INSIDE THE
NEWS + ADVICE
The Most Important Improvement to Your Resume
Patra Frame relates the importance of using accomplishment statements vs. responsibilities on your resume. This is probably the single biggest improvement you can make to your resume, particularly in the security cleared sector.
The formula to use:
Task . . . Action . . . Results
Task: a critical requirement, a big project, a vital aspect of the work.
Action: what you actually did
Results: what was accomplished as a result of your actions
An example:
Took over failing project, taught teamwork practices and established better team communications, resulting in project being back on schedule and budget within 100 days.
Take the time to make these improvements to your resume and it will help you stand out from the crowd and demonstrate to an employer why you are the best fit for their position.
This entry was posted on Wednesday, June 13, 2012 4:04 pm
Very well said. Nothing makes me cringe like when I read a resume which has obviously been copy/pasted from the job description of the position the candidate last worked. Laaaazyyyy.
I had the opportunity to meet you at a job fair and I appreciate you. I my challneg is that I work in the Washington Dc area. I’ve held many postions being a consultant/contractor. The challenge thatI’m faced with is that job interviewer look at mutlple job are viewed as a deterent toward hiring. I can not help if these program end but I thnk that the experince that I have learend is invaluable. How do I get over this hurdle?
[email protected]
William, Consider placing all the consulting/short-term contract jobs under one heading – such as:
WB Consulting 207-2012
– consulting gig 1 achievements
– contract A achievements
– etc
State under the contract ones something like: Hired to complete critical project X within 90 days, then achievements.
That way you can show your achievements without having a lot of short-term job titles and companies distracting from them. And recruiters will see this as an intentional path, not worry that you cannot hold a job once you get it.
Ms. Frame,
Are you available for individual help? I have a variety of experiences that I am having a difficult time consolidating into one resume. I have been a teacher for more than twenty years and am not sure how to adjust the language of those tasks into the language needed. I am a former active duty Marine and for the past eight years, I have been an intelligence professional for the Navy Reserves, serving in IRQ and AFG.

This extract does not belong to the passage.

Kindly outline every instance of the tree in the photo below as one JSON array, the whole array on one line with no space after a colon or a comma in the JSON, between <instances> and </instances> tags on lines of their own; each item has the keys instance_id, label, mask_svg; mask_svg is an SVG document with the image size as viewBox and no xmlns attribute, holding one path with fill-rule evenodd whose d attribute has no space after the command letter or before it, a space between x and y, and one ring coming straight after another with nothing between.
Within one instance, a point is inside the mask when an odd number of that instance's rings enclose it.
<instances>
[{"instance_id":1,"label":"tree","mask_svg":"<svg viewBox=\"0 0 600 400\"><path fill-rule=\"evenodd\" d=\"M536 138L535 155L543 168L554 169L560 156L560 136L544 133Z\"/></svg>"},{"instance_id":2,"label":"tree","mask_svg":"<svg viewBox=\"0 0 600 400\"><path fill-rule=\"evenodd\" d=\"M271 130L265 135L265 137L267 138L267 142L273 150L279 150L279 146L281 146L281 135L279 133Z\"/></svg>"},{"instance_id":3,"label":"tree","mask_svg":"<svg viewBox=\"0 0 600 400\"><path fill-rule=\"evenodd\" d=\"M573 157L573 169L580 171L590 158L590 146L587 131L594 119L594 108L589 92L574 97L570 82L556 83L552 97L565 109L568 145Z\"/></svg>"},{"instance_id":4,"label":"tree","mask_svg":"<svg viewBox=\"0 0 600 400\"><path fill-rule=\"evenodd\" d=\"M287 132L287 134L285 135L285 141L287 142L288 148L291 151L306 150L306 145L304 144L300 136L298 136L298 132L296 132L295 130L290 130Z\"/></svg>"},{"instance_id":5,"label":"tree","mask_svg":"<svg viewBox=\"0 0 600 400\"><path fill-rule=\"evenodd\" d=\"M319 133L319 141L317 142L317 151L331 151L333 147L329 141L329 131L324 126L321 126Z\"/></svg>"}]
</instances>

I appreciate any advice you can share.
Crystal, Such a resume is always tough – but remember what you need to put into your resume is just the last 10-12 years. And you need to show those achievements from your past jobs which are most relevant to your future. So, for example, if you want to be an intel analyst in the contracting side to use your more recent Navy experience, you would show the most recent 8 years of that work and a job or two before it. Those jobs may have soft skills or analytic skills that also are valuable to intel and you would focus on those. The rest of your work experience could be safely ignored or it could be reduced to a short summary on the second page of your resume.